On December 4, the IndieWire Honors Winter 2025 ceremony will celebrate the creators and stars responsible for crafting some of the year’s best films. Curated and selected by IndieWire’s editorial team, IndieWire Honors is a celebration of the filmmakers, artisans, and performers behind films well worth toasting. In the days leading up to the Los Angeles event, IndieWire is showcasing their work with new interviews and tributes from their peers.
Honoring Ryan White, our Magnify Award winner and her fellow producer, multi-hyphenate Tig Notaro reflects on the process of creating the loving and lovely documentary “Come See Me in the Good Light” and why she knew White was the right filmmaker for such a delicate gig.
As told to Kate Erbland.
I met Jessica Hargrave, Ryan’s producing partner, first. Years ago, she was the tour manager for Sarah Silverman’s bus tour, and I was opening for Sarah. After the tour, she invited Ryan and some friends to see me perform at Largo, and Ryan told his friends, “Oh, apparently this comedian’s funny.”

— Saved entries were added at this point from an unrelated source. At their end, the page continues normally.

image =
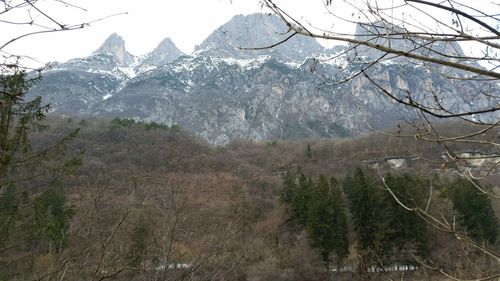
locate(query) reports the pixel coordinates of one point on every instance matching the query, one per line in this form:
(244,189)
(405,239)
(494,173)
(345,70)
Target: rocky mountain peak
(257,30)
(115,46)
(388,34)
(164,53)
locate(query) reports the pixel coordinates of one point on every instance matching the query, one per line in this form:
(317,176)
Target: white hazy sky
(147,22)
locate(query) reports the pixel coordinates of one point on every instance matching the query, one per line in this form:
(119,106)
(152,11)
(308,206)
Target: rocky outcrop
(222,92)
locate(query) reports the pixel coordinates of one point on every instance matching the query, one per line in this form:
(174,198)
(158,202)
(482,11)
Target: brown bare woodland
(414,32)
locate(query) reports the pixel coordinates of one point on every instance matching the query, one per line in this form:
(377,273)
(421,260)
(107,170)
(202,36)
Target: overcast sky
(145,23)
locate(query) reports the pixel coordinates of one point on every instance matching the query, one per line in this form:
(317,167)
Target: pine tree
(33,209)
(476,214)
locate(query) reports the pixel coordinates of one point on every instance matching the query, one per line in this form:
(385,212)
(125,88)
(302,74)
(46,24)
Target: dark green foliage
(51,217)
(125,123)
(475,211)
(410,235)
(34,215)
(9,210)
(387,233)
(138,244)
(327,222)
(318,207)
(309,151)
(289,188)
(363,198)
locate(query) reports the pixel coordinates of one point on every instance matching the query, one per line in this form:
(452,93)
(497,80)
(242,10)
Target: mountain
(254,31)
(166,52)
(222,92)
(115,46)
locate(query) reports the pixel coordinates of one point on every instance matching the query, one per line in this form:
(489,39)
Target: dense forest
(142,201)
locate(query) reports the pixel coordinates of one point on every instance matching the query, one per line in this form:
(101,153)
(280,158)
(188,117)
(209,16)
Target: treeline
(378,214)
(151,202)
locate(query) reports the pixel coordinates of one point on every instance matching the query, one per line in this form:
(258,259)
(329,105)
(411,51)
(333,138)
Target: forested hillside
(151,202)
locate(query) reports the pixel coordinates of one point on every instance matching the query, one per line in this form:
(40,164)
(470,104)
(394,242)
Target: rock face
(166,52)
(236,38)
(222,92)
(115,46)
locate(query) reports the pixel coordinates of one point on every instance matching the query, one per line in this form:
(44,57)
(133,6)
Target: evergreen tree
(301,199)
(138,244)
(409,236)
(33,209)
(476,214)
(371,219)
(339,221)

It ended up being the show where I announced I had cancer, so that was a crazy twist. Later, Ryan was like, “I just thought, ‘I’ll bring all my gay friends, and we’ll go see this funny comedian.’”
I had seen their documentaries over the years, and I just loved them. I kept reaching out saying, “I love this.” I’d see them at parties and events, and they were like, “Bring us something. We’d love to do something funny.” So when I came to them with this movie, I was like, “This is my nonbinary friend who is a poet with stage four cancer.”

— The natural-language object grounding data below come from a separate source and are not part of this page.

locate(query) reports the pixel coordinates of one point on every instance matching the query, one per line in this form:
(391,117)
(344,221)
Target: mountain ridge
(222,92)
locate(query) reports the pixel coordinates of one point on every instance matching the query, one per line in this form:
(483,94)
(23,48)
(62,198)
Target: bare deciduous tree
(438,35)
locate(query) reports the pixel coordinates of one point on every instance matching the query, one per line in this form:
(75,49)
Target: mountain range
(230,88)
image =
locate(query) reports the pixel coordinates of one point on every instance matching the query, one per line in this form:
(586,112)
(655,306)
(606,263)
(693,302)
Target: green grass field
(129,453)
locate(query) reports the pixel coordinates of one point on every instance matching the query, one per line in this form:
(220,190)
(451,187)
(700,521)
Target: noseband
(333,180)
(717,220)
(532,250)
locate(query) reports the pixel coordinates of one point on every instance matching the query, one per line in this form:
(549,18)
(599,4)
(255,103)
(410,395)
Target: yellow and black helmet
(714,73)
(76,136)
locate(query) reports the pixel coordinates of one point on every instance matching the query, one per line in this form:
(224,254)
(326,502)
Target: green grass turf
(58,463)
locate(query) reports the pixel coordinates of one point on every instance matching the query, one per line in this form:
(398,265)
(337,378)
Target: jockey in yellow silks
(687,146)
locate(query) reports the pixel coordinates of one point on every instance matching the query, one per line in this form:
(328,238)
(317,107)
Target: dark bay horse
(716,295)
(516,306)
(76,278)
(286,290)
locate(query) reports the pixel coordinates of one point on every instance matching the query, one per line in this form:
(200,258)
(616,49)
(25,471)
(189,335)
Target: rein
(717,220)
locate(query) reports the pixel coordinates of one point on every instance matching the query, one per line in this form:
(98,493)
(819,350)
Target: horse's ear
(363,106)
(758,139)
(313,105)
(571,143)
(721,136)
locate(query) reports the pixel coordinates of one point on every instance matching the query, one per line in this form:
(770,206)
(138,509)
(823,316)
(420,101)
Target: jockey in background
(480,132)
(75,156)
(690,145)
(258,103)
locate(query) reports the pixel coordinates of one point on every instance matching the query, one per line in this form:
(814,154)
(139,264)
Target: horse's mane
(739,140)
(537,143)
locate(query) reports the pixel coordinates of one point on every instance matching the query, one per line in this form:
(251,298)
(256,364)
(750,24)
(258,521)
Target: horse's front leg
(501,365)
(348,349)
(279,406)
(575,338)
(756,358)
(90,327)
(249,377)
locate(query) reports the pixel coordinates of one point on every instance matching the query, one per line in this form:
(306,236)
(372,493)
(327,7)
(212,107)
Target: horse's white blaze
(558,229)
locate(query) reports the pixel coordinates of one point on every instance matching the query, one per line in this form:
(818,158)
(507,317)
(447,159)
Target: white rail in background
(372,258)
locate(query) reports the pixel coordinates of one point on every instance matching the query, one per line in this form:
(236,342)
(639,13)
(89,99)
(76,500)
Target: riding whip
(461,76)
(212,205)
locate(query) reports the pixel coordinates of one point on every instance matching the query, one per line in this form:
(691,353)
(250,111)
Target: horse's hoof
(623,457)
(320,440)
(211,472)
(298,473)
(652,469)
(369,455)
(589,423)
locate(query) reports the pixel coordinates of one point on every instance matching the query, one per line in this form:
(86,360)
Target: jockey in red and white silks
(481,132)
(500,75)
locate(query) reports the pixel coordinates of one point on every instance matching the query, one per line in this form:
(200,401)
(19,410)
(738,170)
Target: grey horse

I just thought they were decent people, and that was really important to me with making this film. They called me back within three days, and they were like, “We are all in.” They bought their tickets and flew out to Colorado to meet Andrea and Meg, I think, the next week. That, in itself, says this is the right filmmaker.
I remember saying, “This project can only be led with love. There cannot be an ounce of room for a weirdo to be rattling around in this production.” Because it is impossible to get through a production, TV, film, whatever you’re doing, without some weirdo rearing their head, and you’re like, “Oh, my God.” This did not happen one time on this production.
Andrea and Meg loved them immediately. It was on both sides. Ryan and Jessica reached out to me and said, after they met Meg and Andrea, they cried the whole way home, knowing that they were going to lose this person.
Ryan is just such a sensitive, present person, and it’s so obvious in his filmmaking. He really lets moments play out. He trusts his subjects. He trusts that the reason he’s there directing this documentary is because there is a story to tell, and he lets the story unfold.
I remember Ryan saying, “We film an entire documentary every day that we are with Andrea and Meg.” There’s so much to choose from, and they’re so open to revealing the depths of hell to the highest of high joys. It’s like a dream for somebody like Ryan to come in. He said that he’s never had subjects ask what story they’re telling, or can we see some footage, or can you get this angle and not this angle? Andrea and Meg trusted Ryan as an artist, and just as he was trusting that his subjects were worthy of a documentary.

It was a miracle for sure, for everything to line up the way that it did. Stef Willen, who is another producer and an old friend of mine and Andrea’s, we were on a call trying to figure out what to do with Andrea’s podcast, with editing and producing and getting it out into the world. And Stef is the one that said, “I feel like Andrea’s life would make an incredible documentary.” I couldn’t believe I hadn’t thought of that myself, it was so clear. And that’s exactly what this was. It was complete clarity on my part, Stef’s part, and everyone that got on board had that feeling like, “Oh yeah, oh yes, this.”
When Ryan first responded to me and he was like, “Oh, I get it, and we’ve got to do this.” He also said, “We cannot share this with anybody. We cannot pitch this to a streamer, anybody. We have to raise money independently. We can’t get notes. We have to just make the most beautiful film we can possibly make.”
I just stand here today going, “Oh, my God, we did it. We did it.” And the fact that I’m doing mainstream press for this? I’m on “The Drew Barrymore Show” talking about my nonbinary poet friend with stage four cancer? I’m like, on what planet is this happening? It’s insane.
It was a very compartmentalized joy. If you ignore the fact that a friend is at the end of life, every other part of it was pure joy. The director is leading the whole show, and Ryan was beyond what I could have hoped for in a director.